Don’t underestimate the time-saving value of automation! Check out this informative chart from XKCD

https://imgs.xkcd.com/comics/is_it_worth_the_time.png

This module is about 90 minutes, so if this process shaves 30 seconds off of something you do once a week, or shaves 30 minutes off something you do once a year, then it’s worth the time investment!

Requirements

Deploying An Application

We’re going to take some of what we’ve learned from best practices and put it into, well, practice. Apps deploy is a CLI command that will build a docker container, push it to dockerhub, upload your app asset bundle to a deploymentSystem, and register your app on an executionSystem all in a single step. Apps deploy is a single command that replaces:

docker build -t $DOCKER_USERNAME/$DOCKER_REPO:$DOCKER_TAG -f Dockerfile
docker push $DOCKER_USERNAME/$DOCKER_REPO:$DOCKER_TAG
tapis files upload agave://$DEPLOYMENT_SYSTEM/$DEPLOYMENT_PATH/ runner.sh
tapis apps create -F app.json

And we plan on adding even more in the future! Namely an automatic upload to GitHub so there’s a source controlled snapshot of each deployment.

Setup Tapis CLI

Let’s go ahead and install the TAPIS CLI on your host system:

pip install tapis-cli

And re-run:

tapis auth init

Or, if you want to be clever, move over the authentication directory we created last week:

cp -R ~/.tapis ~/.agave

To check Tapis is setup correctly, you can run:

tapis systems search --public eq false

and you should see the storage and executions systems we setup last week.

Docker CLI Tangent

You might be wondering: “Can I just re-use the TAPIS container the same way we did last week?”. And yes, you can, but there are some caveats. See this tangent for more info.

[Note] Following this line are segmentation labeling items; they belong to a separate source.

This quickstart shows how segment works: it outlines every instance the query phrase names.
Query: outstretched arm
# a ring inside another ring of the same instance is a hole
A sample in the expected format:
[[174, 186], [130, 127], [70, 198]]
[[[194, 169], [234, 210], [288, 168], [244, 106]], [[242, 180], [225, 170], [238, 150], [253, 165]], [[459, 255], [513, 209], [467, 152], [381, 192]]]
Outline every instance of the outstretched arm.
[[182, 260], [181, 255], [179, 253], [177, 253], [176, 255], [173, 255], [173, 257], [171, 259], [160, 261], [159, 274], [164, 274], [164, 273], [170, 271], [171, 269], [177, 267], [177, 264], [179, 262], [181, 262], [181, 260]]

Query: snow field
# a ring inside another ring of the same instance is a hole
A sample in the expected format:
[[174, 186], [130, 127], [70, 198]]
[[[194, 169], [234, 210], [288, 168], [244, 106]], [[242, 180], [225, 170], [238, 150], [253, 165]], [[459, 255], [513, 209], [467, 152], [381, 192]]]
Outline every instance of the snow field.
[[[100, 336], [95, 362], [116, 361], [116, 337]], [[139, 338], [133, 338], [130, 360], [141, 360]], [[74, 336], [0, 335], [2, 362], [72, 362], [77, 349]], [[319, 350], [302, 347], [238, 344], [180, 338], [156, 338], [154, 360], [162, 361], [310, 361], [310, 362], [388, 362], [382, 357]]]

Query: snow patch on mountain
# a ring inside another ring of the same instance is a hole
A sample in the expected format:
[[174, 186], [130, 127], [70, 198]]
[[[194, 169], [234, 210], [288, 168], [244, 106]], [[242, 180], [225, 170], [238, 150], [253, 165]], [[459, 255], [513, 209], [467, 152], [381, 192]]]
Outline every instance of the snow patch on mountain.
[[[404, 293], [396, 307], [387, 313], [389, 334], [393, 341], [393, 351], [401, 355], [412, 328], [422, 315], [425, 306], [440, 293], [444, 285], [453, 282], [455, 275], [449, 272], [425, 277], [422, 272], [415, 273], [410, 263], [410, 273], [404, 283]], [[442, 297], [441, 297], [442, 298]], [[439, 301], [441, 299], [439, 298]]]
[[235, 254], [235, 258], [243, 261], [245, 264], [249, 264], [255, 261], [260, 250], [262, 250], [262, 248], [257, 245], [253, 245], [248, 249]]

Copy an Application from Github

Let’s create a Tapis app to perform some analysis. For this example we’ll create a fastqc application that is triggered when .fastq files are uploaded to a certain directory, but you can use any application or file type for this.

You can clone the fastqc example app from here:

git clone https://github.com/JoshuaUrrutia/fastqc_app.git
cd fastqc_app

Or, if you’d like, you’re welcome to use application that was created last week: https://tacc.github.io/summer-institute-2020-tapis/block2/apps/

Find deploymentPath

Remember the storage system we created last week?

 1
 2
 3
 4
 5
 6
 7
 8
 9
10
11
12
13
14
15
16
17
18
19
20
21
22
23
  {
  "id": "UPDATEUSERNAME.stampede2.storage",
  "name": "Storage system S2",
  "status": "UP",
  "type": "STORAGE",
  "description": "Storage system for TACC cloud storage on S2",
  "site": "www.tacc.utexas.edu",
  "public": false,
  "default": true,
  "storage": {
    "host": "stampede2.tacc.utexas.edu",
    "port": 22,
    "protocol": "SFTP",
    "rootDir": "/",
    "homeDir": "/work/dir../UPDATEUSERNAME/stampede2",
    "auth": {
      "username": "UPDATEUSERNAME",
      "publicKey":"paste public key here",
      "privateKey":"paste private key here",
      "type": "SSHKEYS"
    }
  }
  }

By default our write operations when we run tapis apps deploy will write to the rootDir above. If you plan on deploying lots of apps, it’s a good idea to redefine the rootDir on your system to be a directory where you have write access, for example replacing the rootDir with your homeDir: /work/dir../UPDATEUSERNAME/stampede2. This will simplify the structure of your app.ini file, and you won’t have to lookup or remember your directory number when listing and uploading files.

But, since this system is already created, we’ll just grab the absolute path to the homeDir directory where we have write access.

To get a full listing of your system, run:

tapis systems show -f json $USERNAME.stampede2.storage

And look for the "homeDir" key in the json response:

"homeDir": "/work/05369/urrutia/stampede2/"

Ok and now we’ll create a directory called apps where we’ll store all our app bundles.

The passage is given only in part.